L’erreur des premiers démocrates d’Europe fut souvent de parier sur la moralité, voire le désintéressement, des individus chargés par l’élection de la conduite des affaires de l’État ; pionniers révolutionnaires instaurant un nouvel ordre plus moral et pénétrés de valeurs éthiques libérales, ils n’imaginaient pas que ce ne serait probablement pas le cas de leurs successeurs, qui seraient des politiciens voyant, comme tout individu, leur propre intérêt.

Or quel est l’intérêt d’un élu ? Se faire réélire. Et dans une démocratie où les mêmes décident de dépenser et de lever des impôts, quel est le meilleur moyen de se faire réélire ? Dépenser l’argent de ceux qui ne votent pas pour vous au profit de ceux qui votent pour vous, ou pourraient ainsi se mettre à voter pour vous, et ne pas mettre fin aux dépenses existantes, mêmes pour ceux qui ne votent pas pour vous, afin de ne pas vous rendre impopulaire et de ne pas vous priver d’éventuels reports de voix. Dans un tel système, l’intérêt individuel, base de la dynamique libérale, joue dans le sens de l’accroissement de l’emprise de l’État. Cela est bien montré par la théorie du choix public.

Créer une Assemblée Contributive (ou quelque nom qu’on lui donne) permettrait de renverser la situation et de faire à nouveau jouer l’intérêt individuel dans le sens de la limitation de l’emprise de l’État : pour être réélu, un membre de l’Assemblée Contributive devrait faire en sorte que les impôts n’augmentent pas, ou le moins possible. Les préoccupations de réélection des députés ne l’intéresseraient absolument pas.

Ainsi l’État cesserait-il de grossir, et connaîtrait même la constante pression d’un coach-minceur implacable.

Suggestions (à débattre) de mise en œuvre

J’entends monter l’objection majeure : les élus de ce nouveau parlement auront certes intérêt à éviter une hausse d’impôts pour leurs électeurs, mais tous n’auront pas les mêmes électeurs : le résultat ne sera pas une limitation de la pression fiscale, mais son orientation sur les clientèles électorales minoritaires.

Ce problème pourrait être réglé par la division de ce nouveau parlement en chambres distinctes élues par une forme de suffrage censitaire. Par exemple en deux chambres, l’une par les gens payant un certain cens, et l’autre par tous ceux qui ne le payent pas (mais payent naturellement toutes les taxes votées en vigueur dans le pays). On pourrait aussi imaginer une troisième chambre représentant les personnes morales soumises à l’impôt (sociétés).

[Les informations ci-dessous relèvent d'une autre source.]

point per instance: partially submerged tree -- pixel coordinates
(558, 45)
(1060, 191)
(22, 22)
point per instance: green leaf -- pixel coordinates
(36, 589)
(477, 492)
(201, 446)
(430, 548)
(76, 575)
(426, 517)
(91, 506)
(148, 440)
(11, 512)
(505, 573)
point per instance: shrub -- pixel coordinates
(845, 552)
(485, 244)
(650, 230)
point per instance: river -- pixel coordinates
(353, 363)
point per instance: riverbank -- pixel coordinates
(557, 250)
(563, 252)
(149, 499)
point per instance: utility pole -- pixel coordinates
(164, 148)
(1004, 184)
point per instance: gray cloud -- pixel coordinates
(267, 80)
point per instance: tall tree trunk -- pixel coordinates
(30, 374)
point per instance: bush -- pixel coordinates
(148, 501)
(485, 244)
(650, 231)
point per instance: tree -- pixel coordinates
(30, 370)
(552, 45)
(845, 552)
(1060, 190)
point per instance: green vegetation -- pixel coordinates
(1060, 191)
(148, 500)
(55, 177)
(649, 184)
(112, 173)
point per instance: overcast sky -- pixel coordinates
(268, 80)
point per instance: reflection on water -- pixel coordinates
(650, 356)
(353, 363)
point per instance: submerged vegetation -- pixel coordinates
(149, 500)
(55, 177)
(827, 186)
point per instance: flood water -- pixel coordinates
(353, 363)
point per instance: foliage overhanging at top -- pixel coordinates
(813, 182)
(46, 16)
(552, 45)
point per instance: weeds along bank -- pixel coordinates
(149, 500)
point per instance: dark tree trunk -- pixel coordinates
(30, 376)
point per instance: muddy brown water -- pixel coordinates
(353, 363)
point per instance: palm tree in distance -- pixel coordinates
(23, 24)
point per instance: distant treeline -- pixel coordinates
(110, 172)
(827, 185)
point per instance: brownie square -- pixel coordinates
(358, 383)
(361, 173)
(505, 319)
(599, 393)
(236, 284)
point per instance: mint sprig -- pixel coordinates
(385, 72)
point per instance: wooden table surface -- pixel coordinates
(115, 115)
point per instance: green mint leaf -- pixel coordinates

Et pour qu’une augmentation d’impôt (ou plus largement un rééquilibrage fiscal entre les différentes catégories de contributeurs) soit acceptée par l’Assemblée Contributive, il faudrait l’accord unanime des deux (ou plus) chambres, afin d’éviter un effet majoritaire. Il y aurait ainsi donc une véritable négociation entre représentants des différentes classes de contribuables sur cette seule question de qui doit payer quoi, ce qui serait sans doute plus efficace pour obtenir une fiscalité « juste » ; ce ne serait plus l’État qui déciderait qui doit payer quoi (et qui doit payer pour offrir quoi à qui), mais les contribuables qui décideraient, en lisant le relevé de prestations de l’État, de ce qu’ils sont prêts à donner pour cela.

Lorsque l’accord serait trouvé – notamment par négociation entre les deux (ou plus) chambres – l’impôt pourrait véritablement être considéré comme ayant reçu consentement. En cas de blocage entre les deux assemblées, l’État devrait continuer à faire avec ce qu’il a et en cas de désaccord des deux assemblées avec la demande de ressources de l’État, celui-ci devra revoir ses prétentions à la baisse. Ainsi le pouvoir exécutivo-législatif sera-t-il contraint de faire avec un budget limité et non extensible à volonté ; en cas de difficultés, pas question d’aller « chercher de nouvelles recettes » en votant de nouveaux impôts, car l’Assemblée contributive ferait barrage. La solution la plus simple ne sera plus d’augmenter les recettes, mais de diminuer les dépenses.

En bref la logique actuelle, malsaine, de détermination des recettes contraintes en fonction des dépenses, redeviendra une détermination des dépenses en fonction des recettes acceptées.

Mettons fin à l’absolutisme démocratique. Exigeons le respect du droit naturel de propriété. Revendiquons l’exercice du pouvoir contributif. Organisons la séparation des pouvoirs. Rétablissons le consentement à l’impôt. Convoquons l’Assemblée Contributive !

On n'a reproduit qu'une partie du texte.